As far as efforts to address these issues goes, Myers says it has been his experience that many histology programs have begun working with clinical internship sites to obtain additional and more complex specimen material for students to practice on before they embark on their externships. And, despite the growing importance of molecular microscopic methods in the histology lab, it is unlikely that students can be provided with enough education or training in these settings. More often than not, technologists develop these skills once in the workplace, through training provided by IHC/ISH-product vendors, often at these vendors’ facilities rather than in their own labs.

“Undoubtedly, the use of digital image capture and analysis systems and molecular methods continues to increase within the anatomic pathology lab, and will continue to challenge technologists in this field,” Myers says. “I believe that this is the case because many of the individuals [who] currently perform these procedures have not received formal education or training; rather, they were simply ‘thrown into’ these areas—and although they ultimately learned how to perform IHC/ISH procedures and operate slide-scanners with proficiency, they often do not understand the underlying scientific principles and do not troubleshoot effectively.”

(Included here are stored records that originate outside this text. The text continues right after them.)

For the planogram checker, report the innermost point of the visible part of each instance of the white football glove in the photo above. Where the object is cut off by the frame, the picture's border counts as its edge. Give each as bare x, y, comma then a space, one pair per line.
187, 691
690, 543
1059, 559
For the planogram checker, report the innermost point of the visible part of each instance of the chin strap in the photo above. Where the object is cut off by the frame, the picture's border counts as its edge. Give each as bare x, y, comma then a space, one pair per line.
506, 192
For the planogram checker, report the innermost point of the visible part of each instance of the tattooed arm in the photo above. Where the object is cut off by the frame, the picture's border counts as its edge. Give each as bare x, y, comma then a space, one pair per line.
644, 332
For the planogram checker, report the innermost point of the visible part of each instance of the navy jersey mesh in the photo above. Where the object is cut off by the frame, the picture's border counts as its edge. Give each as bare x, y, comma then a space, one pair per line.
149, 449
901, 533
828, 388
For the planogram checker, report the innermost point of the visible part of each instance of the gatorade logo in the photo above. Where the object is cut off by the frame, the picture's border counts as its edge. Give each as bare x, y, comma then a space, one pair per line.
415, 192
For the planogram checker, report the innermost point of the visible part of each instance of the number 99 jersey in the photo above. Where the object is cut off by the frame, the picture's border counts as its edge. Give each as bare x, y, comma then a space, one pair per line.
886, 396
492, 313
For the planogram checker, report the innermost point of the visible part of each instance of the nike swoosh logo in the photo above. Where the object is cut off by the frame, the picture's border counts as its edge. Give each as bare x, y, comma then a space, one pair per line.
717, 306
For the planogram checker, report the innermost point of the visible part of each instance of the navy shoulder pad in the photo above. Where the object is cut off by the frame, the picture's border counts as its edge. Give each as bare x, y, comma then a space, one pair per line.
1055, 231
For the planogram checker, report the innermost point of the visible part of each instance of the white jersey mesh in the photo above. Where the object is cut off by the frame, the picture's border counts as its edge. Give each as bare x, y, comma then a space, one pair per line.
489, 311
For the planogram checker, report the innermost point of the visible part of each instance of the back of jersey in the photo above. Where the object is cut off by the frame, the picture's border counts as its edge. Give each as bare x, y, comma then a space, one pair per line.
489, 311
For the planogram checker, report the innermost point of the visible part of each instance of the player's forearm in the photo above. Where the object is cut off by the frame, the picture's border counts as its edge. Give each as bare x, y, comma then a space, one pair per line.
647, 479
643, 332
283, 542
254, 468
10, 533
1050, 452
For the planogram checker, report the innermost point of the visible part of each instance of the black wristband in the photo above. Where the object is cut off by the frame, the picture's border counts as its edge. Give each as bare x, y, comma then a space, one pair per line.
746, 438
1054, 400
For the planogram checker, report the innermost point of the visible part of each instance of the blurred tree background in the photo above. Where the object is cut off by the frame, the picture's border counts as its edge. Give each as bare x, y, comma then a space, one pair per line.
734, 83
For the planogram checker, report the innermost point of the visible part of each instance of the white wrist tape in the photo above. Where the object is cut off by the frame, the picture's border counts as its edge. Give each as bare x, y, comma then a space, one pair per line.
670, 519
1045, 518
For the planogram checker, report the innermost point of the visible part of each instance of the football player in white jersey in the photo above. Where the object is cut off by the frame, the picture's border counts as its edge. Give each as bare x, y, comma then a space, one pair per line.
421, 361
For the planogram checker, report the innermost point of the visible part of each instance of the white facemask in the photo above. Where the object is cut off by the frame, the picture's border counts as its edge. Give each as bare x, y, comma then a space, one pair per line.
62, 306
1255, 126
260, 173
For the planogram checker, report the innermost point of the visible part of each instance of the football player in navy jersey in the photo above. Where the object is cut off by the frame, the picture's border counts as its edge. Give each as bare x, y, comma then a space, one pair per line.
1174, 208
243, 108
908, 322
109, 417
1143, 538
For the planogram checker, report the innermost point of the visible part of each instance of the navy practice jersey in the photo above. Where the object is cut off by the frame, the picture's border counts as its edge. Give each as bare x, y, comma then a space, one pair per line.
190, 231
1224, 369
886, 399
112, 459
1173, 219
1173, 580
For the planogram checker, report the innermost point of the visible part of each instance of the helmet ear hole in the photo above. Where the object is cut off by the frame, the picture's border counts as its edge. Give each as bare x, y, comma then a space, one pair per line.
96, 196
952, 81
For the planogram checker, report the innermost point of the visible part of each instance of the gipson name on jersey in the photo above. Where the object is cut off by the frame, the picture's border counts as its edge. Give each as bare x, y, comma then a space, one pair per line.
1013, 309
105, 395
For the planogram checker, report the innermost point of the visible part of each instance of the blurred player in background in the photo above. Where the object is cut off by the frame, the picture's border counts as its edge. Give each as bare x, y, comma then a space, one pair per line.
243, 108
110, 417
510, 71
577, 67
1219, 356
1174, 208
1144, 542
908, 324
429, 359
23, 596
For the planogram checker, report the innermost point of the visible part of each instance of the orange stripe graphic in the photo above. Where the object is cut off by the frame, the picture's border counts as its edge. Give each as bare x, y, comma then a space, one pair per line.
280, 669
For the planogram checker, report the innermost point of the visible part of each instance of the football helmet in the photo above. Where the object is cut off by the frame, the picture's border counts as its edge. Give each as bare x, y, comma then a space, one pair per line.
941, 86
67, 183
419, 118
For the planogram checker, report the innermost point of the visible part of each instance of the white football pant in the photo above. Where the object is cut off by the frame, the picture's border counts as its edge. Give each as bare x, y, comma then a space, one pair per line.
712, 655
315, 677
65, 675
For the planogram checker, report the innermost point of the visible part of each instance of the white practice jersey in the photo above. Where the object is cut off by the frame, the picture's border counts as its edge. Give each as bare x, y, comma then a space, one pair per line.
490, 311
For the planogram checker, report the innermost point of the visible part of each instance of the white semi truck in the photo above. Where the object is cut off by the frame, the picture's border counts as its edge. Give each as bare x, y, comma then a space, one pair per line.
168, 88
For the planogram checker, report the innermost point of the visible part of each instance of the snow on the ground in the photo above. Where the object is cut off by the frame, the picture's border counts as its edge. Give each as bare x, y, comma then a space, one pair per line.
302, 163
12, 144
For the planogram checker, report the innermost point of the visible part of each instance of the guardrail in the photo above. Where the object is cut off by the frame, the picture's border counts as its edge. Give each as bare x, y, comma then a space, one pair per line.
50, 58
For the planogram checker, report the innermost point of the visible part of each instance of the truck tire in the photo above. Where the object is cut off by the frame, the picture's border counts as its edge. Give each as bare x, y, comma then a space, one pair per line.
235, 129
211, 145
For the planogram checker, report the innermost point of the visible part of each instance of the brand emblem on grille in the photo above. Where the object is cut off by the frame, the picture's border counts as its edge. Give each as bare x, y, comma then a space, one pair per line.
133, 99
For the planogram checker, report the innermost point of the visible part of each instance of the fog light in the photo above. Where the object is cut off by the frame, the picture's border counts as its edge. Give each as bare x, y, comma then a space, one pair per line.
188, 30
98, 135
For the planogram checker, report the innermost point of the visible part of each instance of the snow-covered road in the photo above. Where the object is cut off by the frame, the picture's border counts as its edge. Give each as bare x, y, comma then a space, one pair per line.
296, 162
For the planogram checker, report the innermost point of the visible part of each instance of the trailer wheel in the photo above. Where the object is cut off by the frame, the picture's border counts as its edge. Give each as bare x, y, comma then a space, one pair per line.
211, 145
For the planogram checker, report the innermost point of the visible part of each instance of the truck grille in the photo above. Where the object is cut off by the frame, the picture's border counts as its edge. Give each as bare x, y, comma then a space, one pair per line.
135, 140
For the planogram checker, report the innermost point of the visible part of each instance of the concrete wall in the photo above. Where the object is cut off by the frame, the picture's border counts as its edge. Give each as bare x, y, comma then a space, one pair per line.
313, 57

As far as efforts to address these challenges go, Myers says that it is incumbent upon current practitioners to work with various scientific/professional societies to develop education/training programs. “A great deal of expertise exists in this field and, with the support of the practicing pathologists, could be transferred to interested individuals,” he says. One such program is the NSH’s annual IHC/ISH Forum, which is designed to provide participants with a comprehensive overview of these techniques. “Another issue to consider here is that, with the proliferation of automated systems for these technologies, some say that the field has been ‘dumbed down.’ It is, therefore, imperative that new technologists be better educated in the underlying science and shown how these procedures can be, and are, performed ‘by hand.'”

*Quality control slides are used to verify histological techniques and reagent reactivity. They are intended for the qualitative purpose of determining positive or negative results, and not to be used for any quantitative purpose.